Troubled times behind bars... how Northern Ireland’s prison system has been rocked by years of turmoil, scandal and controversy

SEPTEMBER 2002: Vulnerable teenager Annie Kelly was found hanging in a strip cell in the Mourne House punishment block of Maghaberry Prison.

MARCH 2004: Roseanne Irvine (34) was found hanging in her cell, even though she was on suicide watch.

NOVEMBER 2007: A report states that inmates at Hydebank could spend up to 20 hours locked in their cells each day, are routinely strip searched and unnecessarily handcuffed.

JANUARY 2008: Maghaberry prisoner Alan Ruddy was found dead in his cell after taking an accidental drugs overdose.

AUGUST 2008: Inmate Colin Bell (34) hanged himself in Maghaberry while prison wardens, who were due to be checking on him, watched TV on makeshift beds.

DECEMBER 2008: Inmates at Hydebank prison in south Belfast have had to endure “appalling conditions”, a report finds. The Independent Monitoring Board says inmates are “helpless pawns” in the poor working relationship between the Prison Service and its staff. It criticises the number of occasions prisoners were confined to their cells, disputing the prison authority's defence that staff shortages were to blame.

JANUARY 2009: An inquiry into the death of Colin Bell recommends the governor and deputy governor be subjected to a disciplinary investigation. Then-Northern Ireland Prison Service director Robin Masefield said that the standard of care was “unacceptable” and apologised to Mr Bell's family.

MAY 2009: A report states that Catholics in prisons get fewer privileges than their Protestant counterparts.

JULY 2009: Maghaberry Prison is one of the most expensive in the

United Kingdom and also one of the worst, a team of inspectors report. They list 200 ways to make the jail better and call for urgent action and better safety procedures. Inspectors who made the surprise visit to the jail call it one of the UK's worst performing.

AUGUST 2009: Convicted sex offender John Anthony Deery found hanging in the medical centre of Maghaberry.

NOVEMBER 2009: Wires, batteries and piping which could have been used in a crude bomb are found buried in a garden at Maghaberry Prison.

OCTOBER 2009: Four health staff at Maghaberry Prison are suspended after an investigation into the death of John Anthony Deery.

DECEMBER 2009: An inspection into the treatment of vulnerable prisoners finds “inconsistent assessment and monitoring of prisoners at risk”.

DECEMBER 2009: Maghaberry governor Steve Rodford resigns less than six months after he takes up his position after claims his home address was found in the cell of a dissident republican.

MARCH 2010: The Prison Officers’ Association calls for three senior managers to resign. The POA said it had no confidence in Robin Masefield, Mark McGuckin and Max Murray. It follows concerns over the handling of staff disciplinary action following the suicide of inmate Colin Bell.

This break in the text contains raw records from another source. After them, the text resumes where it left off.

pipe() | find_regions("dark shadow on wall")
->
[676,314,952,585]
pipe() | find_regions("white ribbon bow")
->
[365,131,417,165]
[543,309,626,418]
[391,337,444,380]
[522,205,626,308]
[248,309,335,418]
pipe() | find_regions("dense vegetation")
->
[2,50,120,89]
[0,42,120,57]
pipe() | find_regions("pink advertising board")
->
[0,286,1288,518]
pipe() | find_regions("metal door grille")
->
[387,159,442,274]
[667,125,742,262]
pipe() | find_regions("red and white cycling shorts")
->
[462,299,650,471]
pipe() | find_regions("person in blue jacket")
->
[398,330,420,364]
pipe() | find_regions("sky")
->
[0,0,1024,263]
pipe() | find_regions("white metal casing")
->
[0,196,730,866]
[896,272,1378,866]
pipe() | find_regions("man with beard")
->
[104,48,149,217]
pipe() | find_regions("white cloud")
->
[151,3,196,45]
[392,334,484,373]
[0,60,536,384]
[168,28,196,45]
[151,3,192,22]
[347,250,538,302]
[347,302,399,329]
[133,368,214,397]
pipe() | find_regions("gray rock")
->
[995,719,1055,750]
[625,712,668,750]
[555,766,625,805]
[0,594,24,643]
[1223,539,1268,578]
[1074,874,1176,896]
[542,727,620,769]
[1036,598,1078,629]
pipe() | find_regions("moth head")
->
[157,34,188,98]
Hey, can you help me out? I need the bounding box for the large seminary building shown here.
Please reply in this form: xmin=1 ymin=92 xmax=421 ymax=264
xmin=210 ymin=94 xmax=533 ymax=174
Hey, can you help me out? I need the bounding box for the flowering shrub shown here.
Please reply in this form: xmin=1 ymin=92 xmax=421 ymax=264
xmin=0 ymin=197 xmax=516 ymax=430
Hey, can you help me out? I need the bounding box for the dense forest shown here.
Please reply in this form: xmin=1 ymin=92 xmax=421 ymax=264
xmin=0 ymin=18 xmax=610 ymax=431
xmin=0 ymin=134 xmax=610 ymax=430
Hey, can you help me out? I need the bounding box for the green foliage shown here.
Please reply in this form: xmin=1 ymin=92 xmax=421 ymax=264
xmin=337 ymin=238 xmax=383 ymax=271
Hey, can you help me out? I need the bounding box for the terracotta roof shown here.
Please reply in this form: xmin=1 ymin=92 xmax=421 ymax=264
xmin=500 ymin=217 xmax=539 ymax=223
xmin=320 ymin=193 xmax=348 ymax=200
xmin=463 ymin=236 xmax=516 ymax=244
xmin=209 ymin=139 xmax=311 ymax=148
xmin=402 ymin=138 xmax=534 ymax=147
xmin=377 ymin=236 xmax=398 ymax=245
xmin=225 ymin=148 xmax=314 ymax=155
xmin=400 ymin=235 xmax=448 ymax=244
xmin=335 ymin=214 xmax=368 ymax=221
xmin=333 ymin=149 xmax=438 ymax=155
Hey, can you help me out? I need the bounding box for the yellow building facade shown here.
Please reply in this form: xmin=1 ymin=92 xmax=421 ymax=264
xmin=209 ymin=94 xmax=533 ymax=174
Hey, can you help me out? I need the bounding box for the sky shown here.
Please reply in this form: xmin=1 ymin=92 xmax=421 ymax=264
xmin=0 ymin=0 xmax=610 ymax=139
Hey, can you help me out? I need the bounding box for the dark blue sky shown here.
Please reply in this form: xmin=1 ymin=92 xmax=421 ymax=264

JULY 2010: Around 30 dissident republicans conduct a “dirty protest” at Maghaberry jail

AUGUST 2010: Inmate Allyn Baxter (19) commits suicide in his cell in the Young Offenders’ Centre at Hydebank.

SEPTEMBER 2010: Alleged rapist Devidas Paliutis is released accidentally from Maghberry Prison.

OCTOBER 2010: Prisoner Connelly James Cummins is accidentally released by prison staff at Downpatrick courthouse following a court appearance.

NOVEMBER 2010: Sean Gerard Cahal, charged with robbery and possession of an offensive weapon, is released accidentally by prison staff following a court hearing at Belfast Laganside courts.

MARCH 2011: Prisoner Ombudsman accuses a prison officer of planting intelligence material about the governor of Maghaberry in a republican inmate’s cell allegedly in a bid to push Steve Rodford out of his post.

APRIL 2011: Unlawfully at large prisoner Devidas Paliutis is wanted by police in connection with a murder in Kilkeel committed while on the run.

APRIL 2011: Samuel Carson (19) and Frances McKeown (23) found hanged in their prison cells at Hydebank Wood.